Budapest, Palace of Arts/Zsuzsanna Peto
Jessica Waldoff, in Recognition in Mozart's Operas, has called Don Giovanni the most "discussed, deliberated, and disputed" of Mozart's operas. Elsewhere, Andrew Steptoe observes that Giovanni "ranges from transcendent demonic hero to trivial philanderer, and critical opinion has been equally divided." The staging of the festival performances, designed by Iván Fischer, acknowledges the ambiguities of the work: actors, clad and painted in white, shaped their bodies to define the set and to become props, as well as serving as dancers and chorus. According to Fischer, this choice was made to represent the realm of the opera from the central character's perspective: Don Giovanni's world is defined by bodies; I thought this minimalist approach worked very well. The lack of scene-changes kept the pace of the drama relentless, its episodes clearly related in logical, inexorable succession. The action of the piece is quite literally set in motion when the seducer, clad as an adventurer in a black cape, tips a statue reminiscent of Bernini's Apollo and Daphne onto the Commendatore, fatally wounding him. Another advantage of the staging was that it diffused the potential for skepticism at the Commendatore's appearance ("It's only a white costume/makeup...") Quite obviously, that is not the point. When the Commendatore does at last appear, the impossible apparition is composed of all the actors, who had previously formed Don Giovanni's chair and dinner table; his entire society, his entire environment, is arrayed against him.

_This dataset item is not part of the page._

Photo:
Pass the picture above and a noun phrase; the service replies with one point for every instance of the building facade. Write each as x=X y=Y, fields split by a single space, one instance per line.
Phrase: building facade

Wednesday, January 26, 2011

Spring in Winter: Haydn and Stravinsky (and a bit of Brahms) with the Budapest Festival Orchestra

An orchestra musician is an artist, not an employee, and artists must be given the chance to take initiatives and to be creative. Only an orchestra of true artists - making music as a highly disciplined team - is able to realize the dreams of the composers and pass on an uplifting experience to the audience, touching all listeners deep in their heart. This is our aim for which the Budapest Festival Orchestra has been created.  -- Iván Fischer
Having read a rave review from Likely Impossibilities and warm praise both for the orchestra in performance and the vision of their conductor, Iván Fischer, from Jessica Duchen, I went into Tuesday's concert of the BFO with high expectations.  Not only was I not disappointed... I was astonished.  I was transported.  I was delighted!  And the rest of the audience in the far-from-full hall seemed to feel the same way.  The above words from Fischer, by the way, are taken from the orchestra's website.